To Parcells, the Cowboys job sparkled with possibility. He told friends: "It's like the ... Yankees!"

For a guy who grew up about 10 miles from Yankee Stadium, that means a lot. Like the Yankees, the Cowboys are symbols of conspicuous success. Parcells could not say no to that.

"This isn't the typical job, and Bill finds that intriguing," says Bob Knight, the Texas Tech basketball coach and Parcells' friend since their days nearly 40 years ago as young coaches at West Point. "The tradition of the franchise is atypical. The owner is atypical. He finds Jerry Jones intriguing because some guys haven't been able to do it; they haven't been able to work with him."

Longtime sportscaster Pat Summerall, Parcells' closest friend in Dallas, says: "Ultimately, if he's successful, people will say the Cowboys have only had three coaches: Landry, Jimmy [Johnson] and Bill.

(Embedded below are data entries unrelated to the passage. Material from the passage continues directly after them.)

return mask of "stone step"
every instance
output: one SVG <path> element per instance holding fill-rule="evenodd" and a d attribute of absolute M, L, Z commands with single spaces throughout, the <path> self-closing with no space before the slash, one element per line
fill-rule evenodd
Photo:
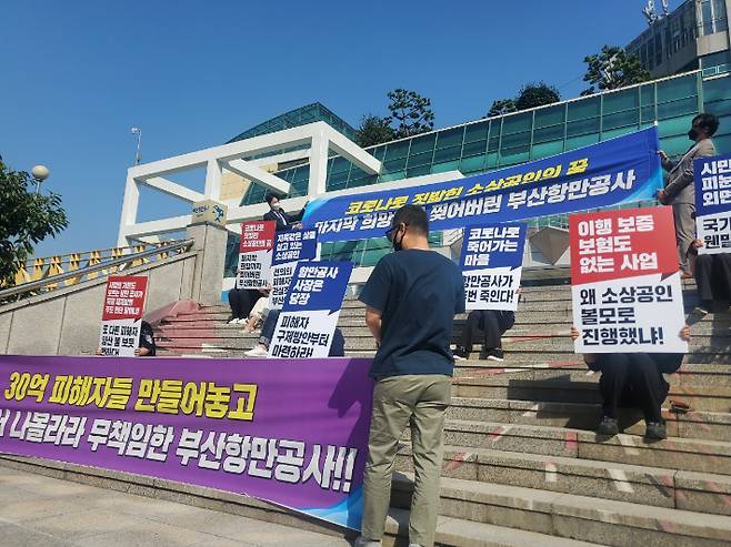
<path fill-rule="evenodd" d="M 409 432 L 404 433 L 404 442 Z M 669 437 L 649 442 L 638 435 L 611 438 L 568 427 L 448 419 L 444 443 L 475 448 L 543 454 L 647 467 L 731 475 L 731 443 Z"/>
<path fill-rule="evenodd" d="M 452 392 L 458 397 L 518 399 L 568 403 L 601 403 L 599 374 L 591 381 L 521 379 L 510 375 L 482 377 L 458 376 Z M 683 386 L 671 384 L 668 399 L 689 405 L 694 411 L 731 412 L 731 387 L 714 385 Z"/>
<path fill-rule="evenodd" d="M 667 421 L 668 435 L 671 437 L 731 443 L 731 414 L 729 413 L 678 413 L 672 412 L 670 401 L 665 401 L 662 414 Z M 601 405 L 454 396 L 447 411 L 447 417 L 468 422 L 568 427 L 593 432 L 601 418 Z M 625 434 L 644 435 L 644 417 L 639 411 L 622 408 L 619 415 L 619 426 L 620 430 Z"/>
<path fill-rule="evenodd" d="M 413 473 L 411 446 L 402 446 L 395 469 Z M 731 477 L 542 454 L 444 447 L 442 476 L 617 499 L 714 515 L 731 515 Z"/>
<path fill-rule="evenodd" d="M 391 504 L 408 507 L 409 475 L 393 480 Z M 731 517 L 613 499 L 442 478 L 447 517 L 499 524 L 615 547 L 721 547 L 731 538 Z"/>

"The other guys were just passing time."

Parcells has resurrected teams before, and this is the ultimate job. This time, everyone is watching.

When Johnson heard that Parcells might go to Dallas, he called to ask, "Are you thinking about doing this?"

"Yes, I am," Parcells answered.

Johnson paused. "Well, I think it will be good. Right now, I think Jerry's ready for somebody like you."

Jones, who will pay Parcells about $17 million over four years, says as much: "I regretted that people felt that our coach was a puppet. ... The one thing I could do to stop some of that criticism was to get a respected and strong coach like Bill Parcells."